Linear Regression

Cornell CS 4/5780

Spring 2022

Old Recorded Lectures

Assumptions

Data Assumption: \(y_{i} \in \mathbb{R}\)
Model Assumption: \(y_{i} = \mathbf{w}^T\mathbf{x}_i + \epsilon_i\) where \(\epsilon_i \sim N(0, \sigma^2)\)
\(\Rightarrow y_i|\mathbf{x}_i \sim N(\mathbf{w}^T\mathbf{x}_i, \sigma^2) \Rightarrow P(y_i|\mathbf{x}_i,\mathbf{w})=\frac{1}{\sqrt{2\pi\sigma^2}}e^{-\frac{(\mathbf{x}_i^T\mathbf{w}-y_i)^2}{2\sigma^2}}\)

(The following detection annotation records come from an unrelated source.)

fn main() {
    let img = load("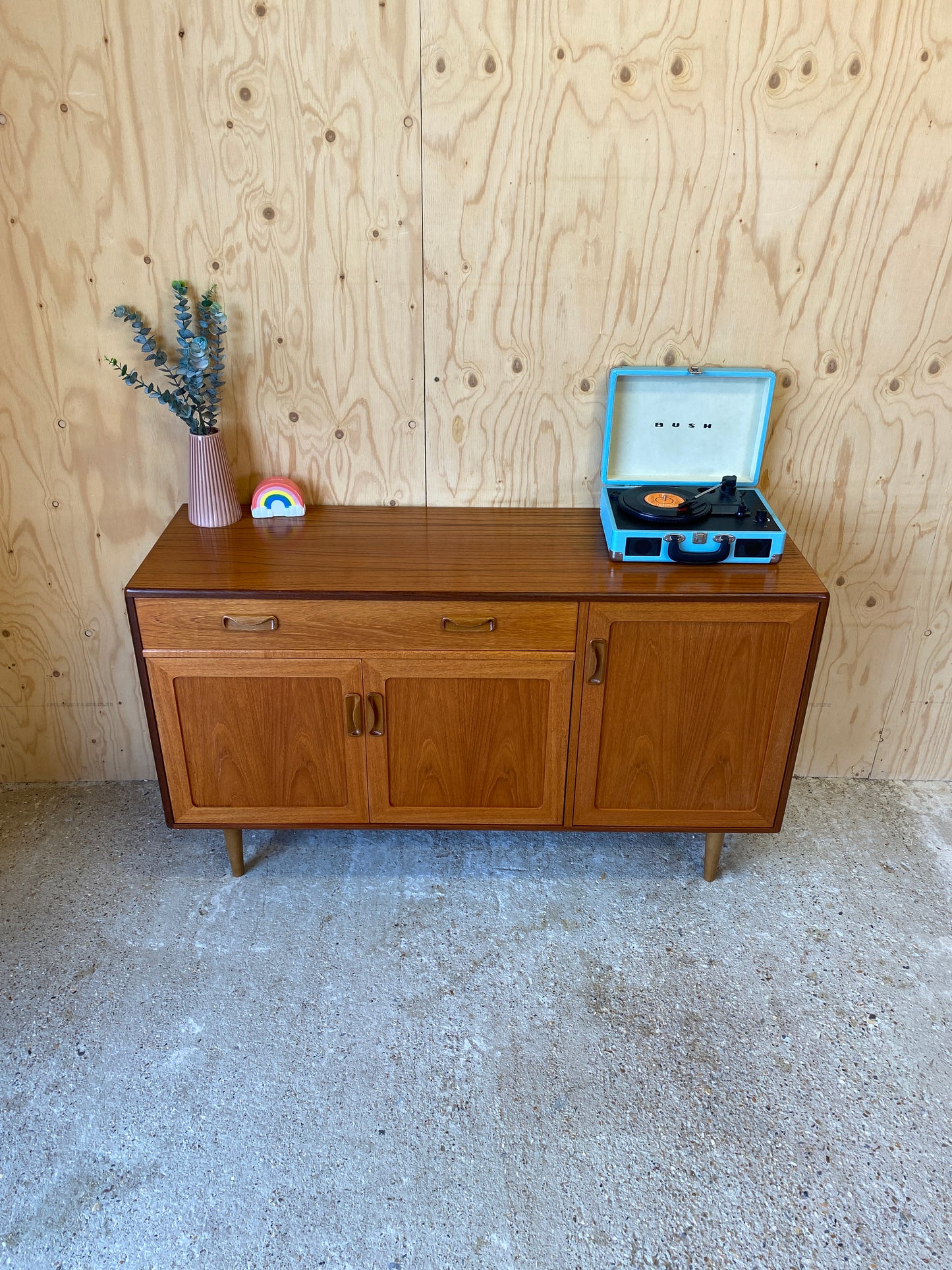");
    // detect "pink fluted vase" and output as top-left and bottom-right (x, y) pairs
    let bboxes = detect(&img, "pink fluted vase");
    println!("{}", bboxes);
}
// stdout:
(188, 428), (241, 530)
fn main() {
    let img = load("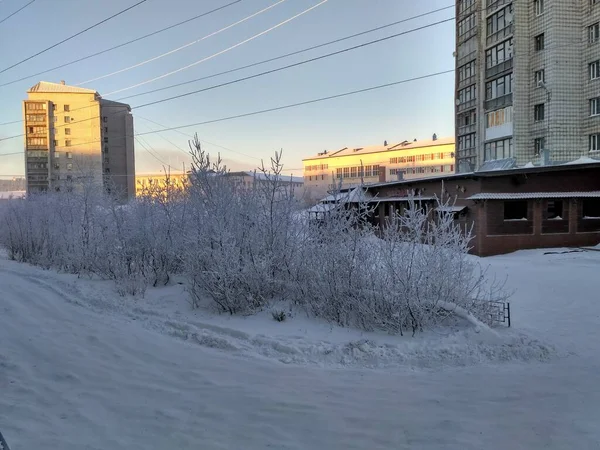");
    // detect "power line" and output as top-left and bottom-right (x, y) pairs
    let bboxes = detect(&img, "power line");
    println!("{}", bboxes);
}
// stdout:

In words, we assume that the data is drawn from a "line" \(\mathbf{w}^T \mathbf{x}\) through the origin (one can always add a bias / offset through an additional dimension, similar to the Perceptron). For each data point with features \(\mathbf{x}_i\), the label \(y\) is drawn from a Gaussian with mean \(\mathbf{w}^T \mathbf{x}_i\) and variance \(\sigma^2\). Our task is to estimate the slope \(\mathbf{w}\) from the data.

Estimating with MLE

\[ \begin{aligned} \hat{\mathbf{w}}_{\text{MLE}} &= \operatorname*{argmax}_{\mathbf{\mathbf{w}}} \; P(y_1,\mathbf{x}_1,...,y_n,\mathbf{x}_n|\mathbf{w})\\ &= \operatorname*{argmax}_{\mathbf{\mathbf{w}}} \; \prod_{i=1}^n P(y_i,\mathbf{x}_i|\mathbf{w}) & \textrm{Because data points are independently}\\ &= \operatorname*{argmax}_{\mathbf{\mathbf{w}}} \; \prod_{i=1}^n P(y_i|\mathbf{x}_i,\mathbf{w})P(\mathbf{x}_i|\mathbf{w}) & \textrm{Chain rule of probability}\\ &= \operatorname*{argmax}_{\mathbf{\mathbf{w}}} \; \prod_{i=1}^n P(y_i|\mathbf{x}_i,\mathbf{w})P(\mathbf{x}_i) & \textrm{\(\mathbf{x}_i\) is independent of \(\mathbf{w}\), we only model \(P(y_i|\mathbf{x})\)}\\ &= \operatorname*{argmax}_{\mathbf{\mathbf{w}}} \; \prod_{i=1}^n P(y_i|\mathbf{x}_i,\mathbf{w}) & \textrm{\(P(\mathbf{x}_i)\) is a constant - can be dropped}\\ &= \operatorname*{argmax}_{\mathbf{\mathbf{w}}} \; \sum_{i=1}^n \log\left[P(y_i|\mathbf{x}_i,\mathbf{w})\right] & \textrm{log is a monotonic function}\\ &= \operatorname*{argmax}_{\mathbf{\mathbf{w}}} \; \sum_{i=1}^n \left[ \log\left(\frac{1}{\sqrt{2\pi\sigma^2}}\right) + \log\left(e^{-\frac{(\mathbf{x}_i^T\mathbf{w}-y_i)^2}{2\sigma^2}}\right)\right] & \textrm{Plugging in probability distribution}\\ &= \operatorname*{argmax}_{\mathbf{\mathbf{w}}} \; -\frac{1}{2\sigma^2}\sum_{i=1}^n (\mathbf{x}_i^T\mathbf{w}-y_i)^2 & \textrm{First term is a constant, and \(\log(e^z)=z\)}\\ &= \operatorname*{argmin}_{\mathbf{\mathbf{w}}} \; \frac{1}{n}\sum_{i=1}^n (\mathbf{x}_i^T\mathbf{w}-y_i)^2 & \textrm{Scale and switch to minimize}\\ \end{aligned} \]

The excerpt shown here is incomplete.